Reputation: 193
I am using rg + perf to measure mmap performance against pread, using minor page fault
as a performance indicator. Here is the result:
perf stat -e major-faults,minor-faults rg -j1 -F 123 a-big-file --mmap
0 major-faults
509 minor-faults
0.002241400 seconds time elapsed
0.000000000 seconds user
0.002221000 seconds sys
perf stat -e major-faults,minor-faults rg -j1 -F 123 a-big-file --no-mmap
0 major-faults
396 minor-faults
0.002911774 seconds time elapsed
0.002890000 seconds user
0.000000000 seconds sys
Performance counter stats for rg -j1 -F 123 empty_file --mmap
:
0 major-faults
393 minor-faults
0.001652534 seconds time elapsed
0.000000000 seconds user
0.001648000 seconds sys
It seems that using mmap causes more page faults, does any one know how to do a deep tracing of Linux, so that code that incurs minor page faults could be shown? Currently my suspicion is munmap.
Upvotes: 0
Views: 115
Reputation: 365517
Using mmap
to read a big file normally involves soft (minor) page faults when you first touch the mmaped region, unless you use MAP_POPULATE
(which also waits for I/O if it wasn't already hot in pagecache, so most programs don't want that.)
Fault-around (wiring neighbouring pages into the page tables when one faults) makes the fault cost usually not too bad. The kernel should notice a sequential read pattern in the page faults and wire up multiple pages instead of just the one that faulted.
madvise(MADV_SEQUENTIAL)
might help with that, or maybe only with I/O from disk. Doing MADV_POPULATE_READ
from another thread might be a good idea; IDK I haven't tested. MAP_POPULATE
on the initial mmap has the downside of not letting mmap return so you can't even get started reading the file, and can't overlap computation with I/O. But getting the kernel working on checking the pages and wiring them into your page table in parallel with whatever you're doing could be helpful.
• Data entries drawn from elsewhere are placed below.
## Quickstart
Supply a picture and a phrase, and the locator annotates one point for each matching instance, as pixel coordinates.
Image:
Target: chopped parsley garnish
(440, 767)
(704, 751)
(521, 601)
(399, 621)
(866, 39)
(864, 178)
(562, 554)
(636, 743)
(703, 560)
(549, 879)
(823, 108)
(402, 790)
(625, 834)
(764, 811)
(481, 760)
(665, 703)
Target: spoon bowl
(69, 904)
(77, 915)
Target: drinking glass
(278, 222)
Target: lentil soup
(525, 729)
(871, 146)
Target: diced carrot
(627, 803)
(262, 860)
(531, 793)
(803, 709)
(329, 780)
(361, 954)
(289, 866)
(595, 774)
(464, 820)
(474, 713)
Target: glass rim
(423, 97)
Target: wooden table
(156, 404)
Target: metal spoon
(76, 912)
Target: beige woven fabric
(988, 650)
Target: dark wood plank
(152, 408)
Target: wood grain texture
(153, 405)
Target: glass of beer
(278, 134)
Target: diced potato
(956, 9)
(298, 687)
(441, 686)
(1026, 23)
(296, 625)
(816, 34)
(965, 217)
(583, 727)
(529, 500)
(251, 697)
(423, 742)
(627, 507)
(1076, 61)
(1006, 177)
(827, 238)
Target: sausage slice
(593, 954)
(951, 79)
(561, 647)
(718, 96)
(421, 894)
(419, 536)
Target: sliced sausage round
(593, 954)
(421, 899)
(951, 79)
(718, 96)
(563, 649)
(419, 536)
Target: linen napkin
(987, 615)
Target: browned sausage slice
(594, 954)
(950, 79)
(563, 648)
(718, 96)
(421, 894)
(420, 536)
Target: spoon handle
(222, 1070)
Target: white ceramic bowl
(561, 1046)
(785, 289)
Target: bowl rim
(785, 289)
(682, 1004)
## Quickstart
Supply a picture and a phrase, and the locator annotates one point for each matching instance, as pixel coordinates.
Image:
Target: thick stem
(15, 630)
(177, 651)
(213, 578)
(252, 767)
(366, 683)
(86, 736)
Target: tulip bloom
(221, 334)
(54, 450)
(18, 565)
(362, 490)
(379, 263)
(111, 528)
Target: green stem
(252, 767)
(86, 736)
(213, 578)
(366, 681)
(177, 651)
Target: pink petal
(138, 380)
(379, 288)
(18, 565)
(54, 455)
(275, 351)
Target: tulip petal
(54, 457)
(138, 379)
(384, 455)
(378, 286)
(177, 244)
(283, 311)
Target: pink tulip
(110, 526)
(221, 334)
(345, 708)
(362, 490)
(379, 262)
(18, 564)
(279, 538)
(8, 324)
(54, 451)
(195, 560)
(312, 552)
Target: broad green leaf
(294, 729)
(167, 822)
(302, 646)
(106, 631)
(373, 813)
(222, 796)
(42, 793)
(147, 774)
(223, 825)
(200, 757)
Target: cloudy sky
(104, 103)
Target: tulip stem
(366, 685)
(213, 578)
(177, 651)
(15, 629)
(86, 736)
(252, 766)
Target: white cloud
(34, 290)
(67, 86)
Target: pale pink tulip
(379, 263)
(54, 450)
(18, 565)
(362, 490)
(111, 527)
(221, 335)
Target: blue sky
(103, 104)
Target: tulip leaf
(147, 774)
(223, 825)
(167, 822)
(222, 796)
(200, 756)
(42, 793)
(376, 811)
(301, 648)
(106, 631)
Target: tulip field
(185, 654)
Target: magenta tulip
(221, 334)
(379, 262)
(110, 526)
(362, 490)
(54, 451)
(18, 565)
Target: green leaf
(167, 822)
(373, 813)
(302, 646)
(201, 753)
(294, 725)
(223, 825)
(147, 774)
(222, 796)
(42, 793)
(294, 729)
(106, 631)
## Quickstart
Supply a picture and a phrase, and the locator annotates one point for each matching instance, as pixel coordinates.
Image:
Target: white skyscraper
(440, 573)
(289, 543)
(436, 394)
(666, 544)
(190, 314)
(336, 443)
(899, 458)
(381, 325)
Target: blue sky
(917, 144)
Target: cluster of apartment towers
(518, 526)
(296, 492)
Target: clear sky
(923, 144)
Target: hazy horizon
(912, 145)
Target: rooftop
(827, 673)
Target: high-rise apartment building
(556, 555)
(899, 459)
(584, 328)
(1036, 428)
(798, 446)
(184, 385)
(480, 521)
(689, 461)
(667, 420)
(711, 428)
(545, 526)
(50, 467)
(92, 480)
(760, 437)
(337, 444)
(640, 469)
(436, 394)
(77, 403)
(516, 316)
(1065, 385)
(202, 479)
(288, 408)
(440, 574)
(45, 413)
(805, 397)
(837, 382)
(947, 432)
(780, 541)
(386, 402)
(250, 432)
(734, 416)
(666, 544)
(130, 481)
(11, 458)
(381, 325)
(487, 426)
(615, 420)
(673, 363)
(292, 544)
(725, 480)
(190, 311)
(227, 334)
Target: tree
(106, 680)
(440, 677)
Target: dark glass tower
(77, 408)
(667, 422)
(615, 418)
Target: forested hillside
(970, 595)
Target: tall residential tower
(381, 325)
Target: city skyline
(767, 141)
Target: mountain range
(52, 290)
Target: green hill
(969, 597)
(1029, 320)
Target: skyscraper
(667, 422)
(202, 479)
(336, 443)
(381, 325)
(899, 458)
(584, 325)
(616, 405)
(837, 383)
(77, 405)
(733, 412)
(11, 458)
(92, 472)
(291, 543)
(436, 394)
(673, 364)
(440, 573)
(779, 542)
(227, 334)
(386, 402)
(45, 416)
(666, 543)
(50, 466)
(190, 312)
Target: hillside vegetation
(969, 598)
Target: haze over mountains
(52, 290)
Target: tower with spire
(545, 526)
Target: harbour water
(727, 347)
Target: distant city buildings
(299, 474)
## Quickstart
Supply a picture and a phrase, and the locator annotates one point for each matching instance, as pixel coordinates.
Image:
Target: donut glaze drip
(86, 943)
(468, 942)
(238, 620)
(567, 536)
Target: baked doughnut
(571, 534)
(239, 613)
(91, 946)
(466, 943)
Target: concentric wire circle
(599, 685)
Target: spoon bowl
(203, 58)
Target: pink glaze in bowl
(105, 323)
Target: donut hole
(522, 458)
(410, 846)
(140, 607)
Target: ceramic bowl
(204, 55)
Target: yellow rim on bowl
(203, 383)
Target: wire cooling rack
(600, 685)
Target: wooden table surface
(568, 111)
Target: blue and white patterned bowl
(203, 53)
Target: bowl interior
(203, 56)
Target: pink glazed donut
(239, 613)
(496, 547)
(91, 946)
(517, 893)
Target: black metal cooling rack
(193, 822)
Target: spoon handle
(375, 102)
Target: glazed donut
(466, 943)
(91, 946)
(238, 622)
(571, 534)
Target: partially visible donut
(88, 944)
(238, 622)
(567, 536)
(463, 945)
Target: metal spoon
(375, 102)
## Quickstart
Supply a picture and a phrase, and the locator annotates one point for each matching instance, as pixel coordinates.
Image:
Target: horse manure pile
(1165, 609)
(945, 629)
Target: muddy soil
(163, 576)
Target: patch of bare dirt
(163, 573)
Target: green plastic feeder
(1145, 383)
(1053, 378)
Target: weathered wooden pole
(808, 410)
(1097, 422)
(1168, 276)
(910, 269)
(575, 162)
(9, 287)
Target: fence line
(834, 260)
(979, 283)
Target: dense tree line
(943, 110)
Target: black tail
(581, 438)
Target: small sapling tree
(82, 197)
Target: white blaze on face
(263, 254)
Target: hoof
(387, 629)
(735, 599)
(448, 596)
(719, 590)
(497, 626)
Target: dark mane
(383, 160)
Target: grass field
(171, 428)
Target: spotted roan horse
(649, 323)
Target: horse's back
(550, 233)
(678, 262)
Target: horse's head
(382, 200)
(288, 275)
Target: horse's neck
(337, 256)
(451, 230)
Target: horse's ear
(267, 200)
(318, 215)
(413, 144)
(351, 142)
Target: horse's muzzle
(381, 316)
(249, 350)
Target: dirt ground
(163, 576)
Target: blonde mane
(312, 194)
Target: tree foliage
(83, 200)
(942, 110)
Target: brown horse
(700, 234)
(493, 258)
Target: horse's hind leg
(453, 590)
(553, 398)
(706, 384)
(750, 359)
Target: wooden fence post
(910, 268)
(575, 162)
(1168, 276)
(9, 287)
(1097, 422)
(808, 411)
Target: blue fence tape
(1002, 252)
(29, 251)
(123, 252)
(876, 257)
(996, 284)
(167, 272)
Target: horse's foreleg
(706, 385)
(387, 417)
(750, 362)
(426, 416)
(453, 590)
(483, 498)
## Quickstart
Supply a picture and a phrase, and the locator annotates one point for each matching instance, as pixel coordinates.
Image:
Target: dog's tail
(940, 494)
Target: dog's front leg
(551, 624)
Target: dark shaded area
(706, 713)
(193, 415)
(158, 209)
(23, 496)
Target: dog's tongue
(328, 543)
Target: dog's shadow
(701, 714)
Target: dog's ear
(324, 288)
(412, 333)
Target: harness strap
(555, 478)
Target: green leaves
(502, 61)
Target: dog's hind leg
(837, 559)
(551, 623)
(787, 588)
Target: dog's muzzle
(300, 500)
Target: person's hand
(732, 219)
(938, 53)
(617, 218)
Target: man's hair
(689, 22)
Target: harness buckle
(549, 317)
perf record -e page-faults
should be able to record the faulting instructions. Since your program doesn't trigger any major page faults (that have to sleep for I/O, since your big file isn't so big that the kernel can't keep it hot in the pagecache), the only page-faults will be the minor ones.
(I didn't test this, and IDK what the default sample granularity is for the page-faults
event; IDK if it would record a sample for every page fault by default.)
Upvotes: 0